India #6
I made a mistake, there in New Delhi, at 2 in the morning. But as soon as I saw the impending disaster of my mistake, I quickly corrected it and didn’t make it again, the whole time we stayed in India.
My Dad instinct kicked in, once the happy reunion was coming to a close, and I started looking for transportation. Funny thing was, I had no clue where we were going for night, but I guess I thought if I could nail down a taxi, at least I could be of some use and still fulfill some of my responsibilities as Dad.
So, I looked for the taxi signs.
There weren’t any.
Next, I looked for cars that denoted themselves as taxis.
There weren’t any.
Finally, I asked Bryce for directions as to where the taxis normally parked.
There weren’t any.
When Bryce nonchalantly started weaving his way through the milling throng, I discovered my mistake, and like a good Dad ought to do, I hitched up my bags and followed along obediently after. For the rest of our stay, I followed after, and it was the best thing I could have ever done. I learned more about India that way, and a lot more about being a Dad.
We approached a sort of meeting place, although the casual eye would have never picked it out as such and were immediately accosted by no less than 5 would be taxi drivers, all clamoring for our business. I think I mentioned in the last post on India that the motel was 7 miles, but I looked back in my notes and saw it was 7 kilometers. Bryce had come to the airport from the motel on taxi, in the same size vehicle as the ones bartering for our business, for approximately $.84. The fellow who wanted to give us a lift was asking in the $25 range.
And he wasn’t bashful about it either, because he saw all these white faces and how weary they looked and all the bags.
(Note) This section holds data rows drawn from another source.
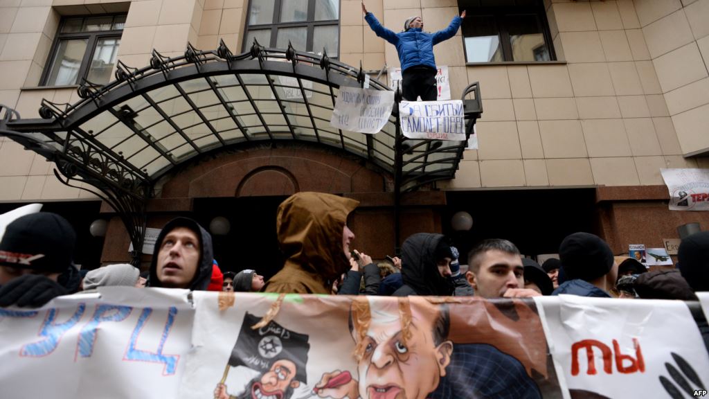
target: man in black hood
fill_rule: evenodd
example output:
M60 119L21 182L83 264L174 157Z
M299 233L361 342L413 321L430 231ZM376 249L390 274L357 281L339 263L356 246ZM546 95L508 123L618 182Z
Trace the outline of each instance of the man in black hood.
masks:
M403 285L393 294L407 295L452 295L450 262L453 253L442 234L418 233L401 246Z
M213 258L206 230L191 219L173 219L157 236L147 286L206 291Z

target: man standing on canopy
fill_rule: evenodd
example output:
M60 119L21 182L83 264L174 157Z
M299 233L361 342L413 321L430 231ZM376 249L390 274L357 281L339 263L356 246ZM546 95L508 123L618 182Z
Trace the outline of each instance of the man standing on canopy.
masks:
M438 96L436 87L436 61L433 57L433 46L452 38L465 18L465 11L455 16L450 25L434 33L424 32L423 21L420 16L406 18L403 31L394 33L384 28L374 14L367 12L362 2L364 20L377 36L396 46L401 63L402 92L404 99L416 101L421 97L423 101L435 101Z

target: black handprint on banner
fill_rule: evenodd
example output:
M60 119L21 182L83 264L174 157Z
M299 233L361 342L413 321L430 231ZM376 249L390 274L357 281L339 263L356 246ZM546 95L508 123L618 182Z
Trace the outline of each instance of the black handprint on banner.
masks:
M681 390L686 393L690 398L694 398L696 395L696 393L698 390L705 390L704 384L702 383L701 380L699 379L699 376L697 375L697 372L694 371L694 368L692 368L689 363L677 354L671 353L671 354L672 359L677 364L679 370L670 363L665 363L665 368L667 368L667 371L669 373L669 376L674 381L674 383L664 376L660 376L660 383L662 384L662 386L664 387L665 390L667 391L667 393L669 394L672 399L683 399L686 398L682 395ZM690 382L694 384L695 388L692 388Z

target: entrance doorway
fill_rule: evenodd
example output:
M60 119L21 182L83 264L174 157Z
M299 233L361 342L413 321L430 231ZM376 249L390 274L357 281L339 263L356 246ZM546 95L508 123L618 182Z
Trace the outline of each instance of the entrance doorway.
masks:
M214 258L223 272L253 269L267 280L285 261L276 235L276 213L287 197L199 198L194 215L209 228L216 217L226 218L231 228L225 236L212 234Z

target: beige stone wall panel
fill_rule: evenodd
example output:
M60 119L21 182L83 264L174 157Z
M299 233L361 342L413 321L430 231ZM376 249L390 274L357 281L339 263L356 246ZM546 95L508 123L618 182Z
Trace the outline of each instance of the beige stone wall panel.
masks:
M547 174L552 186L580 186L593 184L588 158L547 159Z
M540 121L539 130L547 159L588 156L579 121Z
M569 62L603 62L605 61L601 36L596 31L561 32L564 59Z
M487 99L512 98L507 68L502 65L468 67L468 80L479 82L484 87L484 101ZM451 93L452 94L453 93Z
M695 42L655 58L652 62L663 93L709 76Z
M633 156L661 155L662 149L650 118L623 119Z
M598 32L607 61L632 61L632 52L625 31Z
M482 187L524 187L525 169L522 160L481 160Z
M535 98L574 97L566 65L530 65L527 70Z
M569 75L576 97L612 96L615 94L608 66L604 62L569 64Z
M598 185L640 185L635 163L632 158L592 158L591 168Z
M544 158L542 136L539 133L539 124L537 121L518 121L517 131L520 136L522 158L524 159Z
M615 97L577 97L576 102L581 119L620 117L620 108Z
M709 104L709 78L698 80L664 95L670 115Z
M623 29L623 20L615 1L592 1L591 9L598 31Z
M478 157L479 159L520 159L519 136L517 123L478 122Z
M666 54L692 41L694 36L684 10L678 10L642 28L652 58Z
But. He didn’t know that Bryce knew Hindi.
And. He didn’t know Bryce knew a bit about taxi fares.
It’s true that $.84 was on the cheap side for that area, but the guy taking Bryce to the airport knew that is where the big fish were, maybe even whitefish if he was lucky, so he was willing to go at a loss one way.
But $25 (2000 rupee) was decidedly too much.
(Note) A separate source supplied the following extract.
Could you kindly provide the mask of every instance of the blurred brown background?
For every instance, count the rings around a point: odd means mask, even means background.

“No,” Bryce said, “You are way too high. I’ll pay you 1000 rupee, and even that is way too high.” (Around $12)
“Oh no sir, your bags are very heavy, and we will need to take a bigger car. 2000 rupee.”
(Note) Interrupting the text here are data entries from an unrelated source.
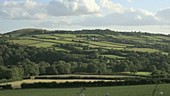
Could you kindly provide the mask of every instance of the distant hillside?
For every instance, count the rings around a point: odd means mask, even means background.
[[[76,73],[170,73],[170,36],[164,34],[22,29],[3,34],[0,48],[0,78],[5,79]]]
[[[28,29],[20,29],[20,30],[8,32],[8,33],[5,33],[5,35],[24,36],[24,35],[30,35],[30,34],[39,33],[39,32],[41,33],[43,31],[45,31],[45,30],[28,28]]]

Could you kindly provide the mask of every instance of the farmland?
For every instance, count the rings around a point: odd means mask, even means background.
[[[156,90],[155,96],[169,96],[170,84],[160,84]],[[113,87],[87,87],[83,92],[85,96],[104,96],[109,93],[110,96],[152,96],[155,85],[137,85],[137,86],[113,86]],[[1,96],[77,96],[81,88],[65,89],[21,89],[21,90],[0,90]]]
[[[126,36],[126,35],[106,35],[111,36],[113,38],[119,39],[126,39],[134,42],[139,42],[142,44],[147,43],[160,43],[160,44],[167,44],[163,43],[162,40],[170,40],[169,38],[164,38],[162,36]],[[125,43],[115,43],[110,41],[94,41],[95,39],[106,38],[100,34],[39,34],[39,35],[31,35],[31,36],[19,36],[9,42],[21,44],[21,45],[28,45],[28,46],[35,46],[35,47],[44,47],[44,48],[53,48],[55,44],[82,44],[89,46],[91,48],[102,48],[102,49],[118,49],[118,50],[128,50],[128,51],[139,51],[139,52],[162,52],[160,50],[154,48],[137,48],[133,47],[133,44],[125,44]],[[94,39],[94,40],[93,40]],[[78,41],[78,42],[77,42]],[[81,42],[82,41],[82,42]],[[130,48],[129,48],[130,47]],[[133,48],[131,48],[133,47]],[[56,48],[57,49],[57,48]],[[58,50],[62,50],[59,48]],[[64,49],[63,49],[64,50]]]

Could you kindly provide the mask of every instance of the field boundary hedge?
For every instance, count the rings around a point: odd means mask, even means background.
[[[102,86],[124,86],[124,85],[145,85],[156,83],[170,83],[170,79],[133,79],[125,81],[94,81],[94,82],[38,82],[38,83],[22,83],[21,88],[76,88],[76,87],[102,87]]]

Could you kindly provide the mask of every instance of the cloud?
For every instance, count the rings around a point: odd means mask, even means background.
[[[9,19],[43,19],[46,14],[42,7],[34,0],[5,0],[0,5],[0,16]]]
[[[158,24],[156,18],[145,10],[126,10],[123,13],[113,12],[105,16],[93,16],[79,22],[83,26],[138,26]]]
[[[100,6],[102,8],[107,8],[109,11],[112,11],[112,12],[122,13],[125,11],[125,8],[122,7],[121,4],[113,3],[111,0],[100,0]]]
[[[163,24],[170,24],[170,8],[165,8],[156,13],[156,17]]]
[[[95,0],[53,0],[49,2],[46,9],[52,16],[86,15],[100,11]]]

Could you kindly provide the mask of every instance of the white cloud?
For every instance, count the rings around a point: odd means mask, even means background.
[[[47,6],[47,12],[53,16],[76,16],[94,14],[100,11],[95,0],[53,0]]]
[[[119,3],[113,3],[111,0],[100,0],[100,6],[102,8],[107,8],[112,12],[124,12],[125,8]]]
[[[0,5],[0,15],[10,19],[43,19],[46,16],[43,5],[34,0],[5,0]]]
[[[137,26],[158,24],[154,16],[143,10],[126,10],[124,13],[111,13],[102,17],[90,17],[79,22],[83,26]]]
[[[163,24],[170,24],[170,8],[165,8],[156,13],[156,17]]]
“No, if you can’t do any better than that, I’ll go find another man who wants to do it for me.”
“2000 rupee, sir, 2000 rupee.”
“Okay, see you then,” and Bryce started walking off. I was incredulous. It was getting on to 3 now in the morning and here we at least had a ride. If the rest were just as high, I figured we should take this and be on our way. I was tired.
But it was a ploy.
“Wait, how much you pay?” And Bryce sauntered on . . . “Sir . . . “
“1000 rupee, and even that is way too high.” (Still sauntering on and not looking back even as he spoke his offer.)
“Okay, come on then.” (He had been gruff and a bit growly during the exchange, but as soon as the deal was made, our driver turned into peaches and cream.
For a bit.
As soon as we had started moving, he abruptly changed demeanor. “Wait, (slowing) you tell me 2 kilometers. This is 7! 1500 rupee”
And I know Bryce had told him 7, I had heard it myself and was rising up in defense.
Bryce was getting torqued off, and it was getting later. In the end he told him to get going and do it for 1200. The guy sort of had us over the barrel at that point because we weren’t at the airport anymore.
The amazing thing was, he didn’t know how to get to the motel address Bryce gave him and ended up asking Bryce to put it on his phone so he could follow along on Bryce’s gps. Finally, Bryce even had to tell him were to turn on top of all that.
And then the final cusp was when, after he finished unloading a couple of our bags, (we had unloaded the rest) he asked for a ‘gift.’
I wasn’t sure if Bryce was going to explode or not.
The motel proved excellent; although as we walked in, through the ever-present metal detector that no one paid any attention to even though it beeped on everyone that went through, I got my first glimpse of what smog really is.
For, as we walked down the hall to our room, and said hall being no more than 75 feet long, I noticed the lights at the far end had a very blurry and hazy look to them. I asked Bryce what the deal was with them.
“Smog,” he said.
I still marvel at it today. It was so hazy everywhere because of all the fires and vehicles that this soon became normal in my mind, but I could realize then, why Bryce often complained of throat irritation over there.